Gray delayed his retirement as deputy editor in order to assist Conor Brady, whose appointment as editor in December 1986 coincided with the departure of a number of experienced senior staff. Brady, initially reluctant to accept this arrangement, later recalled: 'I never made a better decision than I did to agree…He was a tower of strength and wisdom' (Brady, Up with the Times, 60). Gray deputised for Brady in his absence and took charge of editorial budgets, editorial personnel matters and legal business; and supported Brady in dealing with matters of detail at board and Irish Times Trust meetings. In October 1990, when the Irish Times obtained a tape recording of Brian Lenihan (qv) stating (in contradiction to his public utterances) that he had phoned President Patrick Hillery (1923–2008) during the 1982 political controversy surrounding the dissolution of the dáil, Gray played a significant advisory role in the paper's handling of the tape, which in turn affected the outcome of the 1990 presidential election.
Gray finally retired as deputy editor in 1991 though he remained a director of the Irish Times until 1998. His value as an elder statesman was reflected in his appointment in 1995 to a committee (consisting of two representatives from the board and two from the editorial committee) which went on to advise on a method for making appointments to senior managerial positions, thereby allaying concerns that had been expressed about such appointments.
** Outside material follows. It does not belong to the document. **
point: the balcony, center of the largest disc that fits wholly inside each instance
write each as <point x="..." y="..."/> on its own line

In retirement Ken Gray became a proficient water‑colour painter. He had developed an interest in horse riding as a boy; he exercised horses on Sandymount Strand and features in Laurence Olivier's film Henry V (filmed in Wicklow) as an extra in the cavalry charge; he continued to ride for most of his life. He was also involved in amateur drama and theatre appreciation, and became a student of architecture and an aficionado of fly‑fishing.
In 1950 Ken Gray married Hazel Dagg, an Irish champion swimmer; they had two daughters and a son. He died of cancer in St Michael's Hospital, Dún Laoghaire, on 20 May 2002. In 'An Irishman's diary' tribute, Kevin Myers spoke of him as almost the last living link with the virtues of the old Dublin protestant professional classes, one who used his deep and hard‑earned knowledge of every aspect of the paper's workings to 'invisibly bring various strands of its operation together. He was the incorruptible rock of this newspaper, steady under pressure, unswerving in his adherence to his own principles, fierce in the defence of values which he thought this newspaper represented' (Irish Times, 24 May 2002).